North Korea held its military parade to celebrate its 70th anniversary. (Facebook)
February 08, 2018

North Korea held its annual military parade on Thursday in Pyongyang’s Kim Il Sung Square, and dictator Kim Jong Un presided over the event with his wife, Ri Sol Ju.

The parade has been highly anticipated, as North Korea held it on the eve of the Winter Olympics in Pyeongchang, South Korea. It also marked the 70th anniversary of North Korea’s military.

But while it was a huge event at face value, the parade was not broadcast live on North Korean state-controlled television until after the event took place, and it appeared to be edited footage.

Notably, North Korea did not unveil any brand-new weapons.

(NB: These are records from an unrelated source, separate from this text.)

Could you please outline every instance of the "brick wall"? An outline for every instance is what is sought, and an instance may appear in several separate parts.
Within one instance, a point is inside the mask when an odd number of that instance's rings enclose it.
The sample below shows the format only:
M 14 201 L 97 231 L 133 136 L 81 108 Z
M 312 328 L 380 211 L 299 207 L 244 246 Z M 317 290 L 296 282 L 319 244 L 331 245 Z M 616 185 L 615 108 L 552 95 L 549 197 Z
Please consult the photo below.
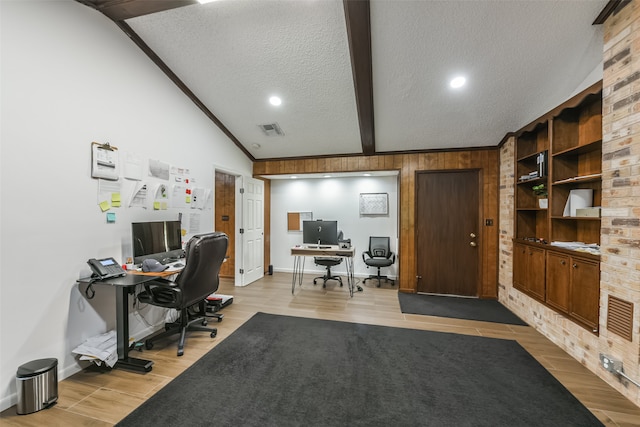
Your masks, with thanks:
M 640 406 L 640 390 L 599 362 L 601 352 L 618 358 L 640 381 L 640 2 L 628 3 L 604 25 L 600 335 L 513 288 L 513 138 L 500 150 L 499 299 Z M 609 295 L 633 304 L 631 341 L 607 328 Z
M 605 22 L 599 349 L 640 381 L 640 2 Z M 609 295 L 633 303 L 632 341 L 606 327 Z M 608 381 L 610 377 L 606 377 Z M 640 405 L 640 391 L 615 387 Z

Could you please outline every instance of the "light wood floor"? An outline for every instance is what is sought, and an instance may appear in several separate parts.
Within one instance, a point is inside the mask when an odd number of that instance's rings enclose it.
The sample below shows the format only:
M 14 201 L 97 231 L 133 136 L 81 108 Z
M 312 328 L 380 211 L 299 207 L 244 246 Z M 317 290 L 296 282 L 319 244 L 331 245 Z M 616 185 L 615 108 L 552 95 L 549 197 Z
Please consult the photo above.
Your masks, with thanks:
M 61 381 L 58 403 L 52 408 L 29 415 L 16 415 L 15 407 L 0 414 L 0 424 L 7 426 L 110 426 L 178 376 L 207 351 L 222 342 L 255 313 L 331 319 L 368 323 L 397 328 L 411 328 L 466 335 L 517 340 L 587 408 L 607 426 L 640 426 L 640 408 L 596 377 L 559 347 L 533 328 L 497 323 L 446 319 L 400 312 L 396 288 L 375 281 L 367 282 L 363 292 L 349 298 L 346 289 L 327 284 L 314 286 L 305 278 L 302 287 L 291 295 L 291 275 L 275 273 L 243 288 L 223 280 L 218 290 L 234 296 L 224 308 L 224 320 L 210 324 L 218 336 L 192 332 L 187 336 L 185 354 L 176 356 L 176 340 L 158 341 L 140 357 L 155 362 L 153 370 L 138 374 L 114 369 L 99 372 L 85 369 Z M 177 336 L 176 336 L 177 339 Z M 135 353 L 135 352 L 134 352 Z M 133 355 L 134 357 L 136 354 Z

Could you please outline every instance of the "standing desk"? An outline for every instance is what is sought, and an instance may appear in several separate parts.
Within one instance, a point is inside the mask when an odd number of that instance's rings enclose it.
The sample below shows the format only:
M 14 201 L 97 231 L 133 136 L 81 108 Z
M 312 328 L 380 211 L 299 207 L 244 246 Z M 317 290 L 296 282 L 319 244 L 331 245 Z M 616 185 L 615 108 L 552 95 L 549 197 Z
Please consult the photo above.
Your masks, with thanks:
M 319 257 L 341 257 L 345 259 L 347 265 L 347 286 L 349 287 L 349 296 L 353 297 L 353 288 L 355 281 L 353 278 L 353 257 L 356 253 L 354 246 L 344 249 L 339 246 L 317 246 L 317 245 L 301 245 L 291 248 L 293 256 L 293 278 L 291 280 L 291 294 L 295 292 L 296 281 L 302 286 L 302 278 L 304 276 L 304 261 L 308 256 Z
M 151 371 L 153 361 L 129 357 L 129 294 L 133 293 L 136 286 L 140 284 L 176 273 L 177 271 L 163 271 L 159 273 L 130 271 L 125 276 L 111 277 L 103 280 L 94 280 L 91 277 L 78 280 L 78 283 L 86 285 L 109 285 L 116 289 L 116 340 L 118 361 L 114 367 L 138 372 Z

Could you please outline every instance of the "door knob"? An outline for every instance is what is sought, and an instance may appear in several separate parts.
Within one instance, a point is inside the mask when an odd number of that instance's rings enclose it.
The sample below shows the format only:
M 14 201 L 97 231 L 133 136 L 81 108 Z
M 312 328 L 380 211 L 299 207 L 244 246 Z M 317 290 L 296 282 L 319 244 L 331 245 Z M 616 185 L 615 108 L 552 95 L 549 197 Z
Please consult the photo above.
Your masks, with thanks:
M 478 246 L 478 244 L 477 244 L 476 242 L 469 242 L 469 244 L 470 244 L 471 246 L 473 246 L 474 248 L 475 248 L 476 246 Z
M 469 234 L 469 236 L 470 236 L 472 239 L 475 239 L 475 238 L 476 238 L 476 233 L 471 233 L 471 234 Z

Rather, it displayed its current arsenal of intercontinental ballistic missiles (ICBMs), tanks and thousands of troops who marched in unison.

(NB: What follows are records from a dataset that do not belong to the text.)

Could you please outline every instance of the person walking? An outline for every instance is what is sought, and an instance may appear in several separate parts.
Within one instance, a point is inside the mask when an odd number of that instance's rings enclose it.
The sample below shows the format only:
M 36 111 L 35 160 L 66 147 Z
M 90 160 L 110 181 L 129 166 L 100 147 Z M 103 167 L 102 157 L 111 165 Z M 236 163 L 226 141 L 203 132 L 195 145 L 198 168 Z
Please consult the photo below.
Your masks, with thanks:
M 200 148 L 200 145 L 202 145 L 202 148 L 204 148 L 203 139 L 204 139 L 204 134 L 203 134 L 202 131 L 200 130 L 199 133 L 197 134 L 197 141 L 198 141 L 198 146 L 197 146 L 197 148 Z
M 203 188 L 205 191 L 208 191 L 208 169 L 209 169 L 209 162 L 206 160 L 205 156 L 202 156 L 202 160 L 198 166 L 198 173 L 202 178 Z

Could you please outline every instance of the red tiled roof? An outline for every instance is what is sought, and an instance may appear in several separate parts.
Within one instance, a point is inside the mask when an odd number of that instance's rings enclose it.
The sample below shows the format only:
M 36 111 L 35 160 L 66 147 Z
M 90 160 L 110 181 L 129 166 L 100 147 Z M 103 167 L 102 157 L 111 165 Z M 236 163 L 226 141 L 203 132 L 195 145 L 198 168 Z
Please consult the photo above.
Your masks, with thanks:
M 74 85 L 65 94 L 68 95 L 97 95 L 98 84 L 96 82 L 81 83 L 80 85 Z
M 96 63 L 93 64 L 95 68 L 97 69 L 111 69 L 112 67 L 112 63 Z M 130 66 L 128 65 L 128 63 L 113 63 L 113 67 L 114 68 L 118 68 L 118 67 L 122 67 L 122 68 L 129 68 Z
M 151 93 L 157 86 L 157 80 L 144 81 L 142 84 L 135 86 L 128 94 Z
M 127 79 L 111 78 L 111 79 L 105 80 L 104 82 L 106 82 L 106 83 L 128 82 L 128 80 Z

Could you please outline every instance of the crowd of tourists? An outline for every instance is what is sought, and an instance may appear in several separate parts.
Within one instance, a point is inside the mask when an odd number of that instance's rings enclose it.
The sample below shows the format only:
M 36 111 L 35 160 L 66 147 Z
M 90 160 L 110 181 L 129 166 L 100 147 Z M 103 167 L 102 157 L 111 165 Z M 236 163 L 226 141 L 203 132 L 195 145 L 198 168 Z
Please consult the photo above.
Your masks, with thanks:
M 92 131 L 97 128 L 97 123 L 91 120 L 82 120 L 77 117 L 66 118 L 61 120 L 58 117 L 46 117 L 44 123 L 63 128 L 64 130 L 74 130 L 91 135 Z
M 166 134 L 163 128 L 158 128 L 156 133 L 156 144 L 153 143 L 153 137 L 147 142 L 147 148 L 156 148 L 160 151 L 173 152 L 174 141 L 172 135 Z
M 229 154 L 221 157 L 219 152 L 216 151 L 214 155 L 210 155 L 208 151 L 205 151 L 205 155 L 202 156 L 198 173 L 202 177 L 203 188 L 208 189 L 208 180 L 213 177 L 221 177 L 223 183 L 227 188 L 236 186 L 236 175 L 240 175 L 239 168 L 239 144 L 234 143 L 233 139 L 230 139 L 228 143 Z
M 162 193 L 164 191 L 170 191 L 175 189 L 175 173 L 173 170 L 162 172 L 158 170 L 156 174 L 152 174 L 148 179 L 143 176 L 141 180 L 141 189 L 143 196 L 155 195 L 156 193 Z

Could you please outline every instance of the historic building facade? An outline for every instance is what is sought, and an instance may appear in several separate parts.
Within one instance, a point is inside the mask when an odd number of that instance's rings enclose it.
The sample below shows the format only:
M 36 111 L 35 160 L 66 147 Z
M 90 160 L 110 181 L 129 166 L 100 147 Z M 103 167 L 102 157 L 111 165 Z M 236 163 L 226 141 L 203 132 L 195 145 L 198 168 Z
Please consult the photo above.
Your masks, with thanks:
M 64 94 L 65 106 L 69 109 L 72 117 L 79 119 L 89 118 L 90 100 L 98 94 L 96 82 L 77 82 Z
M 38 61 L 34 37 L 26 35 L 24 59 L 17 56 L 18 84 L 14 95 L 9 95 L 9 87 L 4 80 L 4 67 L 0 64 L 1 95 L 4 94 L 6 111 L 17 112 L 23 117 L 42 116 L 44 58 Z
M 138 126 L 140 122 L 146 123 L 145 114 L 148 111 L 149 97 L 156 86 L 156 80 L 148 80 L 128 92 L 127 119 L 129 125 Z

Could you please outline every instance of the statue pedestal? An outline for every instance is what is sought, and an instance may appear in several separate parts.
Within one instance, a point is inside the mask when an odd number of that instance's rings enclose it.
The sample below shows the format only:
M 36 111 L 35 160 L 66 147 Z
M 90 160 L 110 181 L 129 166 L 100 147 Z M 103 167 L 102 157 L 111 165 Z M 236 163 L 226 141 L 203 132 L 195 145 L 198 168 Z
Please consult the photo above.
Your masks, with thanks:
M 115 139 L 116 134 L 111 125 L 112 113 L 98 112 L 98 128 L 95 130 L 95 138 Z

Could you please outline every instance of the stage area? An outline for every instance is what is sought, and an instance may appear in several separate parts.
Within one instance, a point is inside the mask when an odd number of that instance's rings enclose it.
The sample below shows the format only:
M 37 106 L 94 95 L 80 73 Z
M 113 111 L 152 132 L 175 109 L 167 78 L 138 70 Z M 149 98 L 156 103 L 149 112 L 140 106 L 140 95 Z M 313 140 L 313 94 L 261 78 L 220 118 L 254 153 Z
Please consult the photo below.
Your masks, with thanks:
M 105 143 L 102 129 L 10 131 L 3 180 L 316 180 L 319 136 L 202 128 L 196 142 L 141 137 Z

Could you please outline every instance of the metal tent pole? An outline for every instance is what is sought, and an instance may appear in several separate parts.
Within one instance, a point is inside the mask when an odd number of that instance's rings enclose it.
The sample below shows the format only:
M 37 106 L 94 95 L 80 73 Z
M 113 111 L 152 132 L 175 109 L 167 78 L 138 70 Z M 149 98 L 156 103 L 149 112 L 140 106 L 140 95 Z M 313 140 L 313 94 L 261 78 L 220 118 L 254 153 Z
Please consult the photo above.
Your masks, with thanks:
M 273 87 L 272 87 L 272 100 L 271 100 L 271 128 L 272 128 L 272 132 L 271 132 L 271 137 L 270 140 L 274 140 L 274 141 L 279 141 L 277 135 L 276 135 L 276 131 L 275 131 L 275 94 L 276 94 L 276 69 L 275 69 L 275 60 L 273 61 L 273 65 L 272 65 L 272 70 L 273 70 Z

The ICBMs on display were ones that have already been launched in the past.

Kim said the parade proves that North Korea “has developed into a world-class military power,” CNN reported.

“As long as imperialism is present on the Earth and [United States’] hostile policy against North Korea continues, the mission of the Korea People’s Army to be the strong sword that protects the country and people, and peace can never change,” Kim said. “The final victory lies to our party and people who is holding the gunstocks of revolution.”

Watch footage from the parade here:

Kim is trying to downplay North Korean aggression and present a “warmer” image in light of the Winter Olympics, likely in order to woo South Korea. He is also sending his younger sister, Kim Yo Jong, to the Olympic Games – the first member of the Kim dynasty to step foot in South Korea.

While at face value, Kim Yo Jong’s appearance at the Games might seem like a sign of good will, it is also a distraction from the actual event and a deterrent to what has taken place between North Korea and other countries in the past year leading up to this point.

Despite the positive appearance, North Korea is expected to use the Olympics as a distraction from greater issues such as its nuclear weapons arsenal – these are so-called “charm offensives.” Historically, after such actions, North Korea often becomes aggressive and will act on that.

The Winter Olympics opening ceremony is Friday, Feb. 9, and the closing ceremony will take place on Sunday, Feb. 25.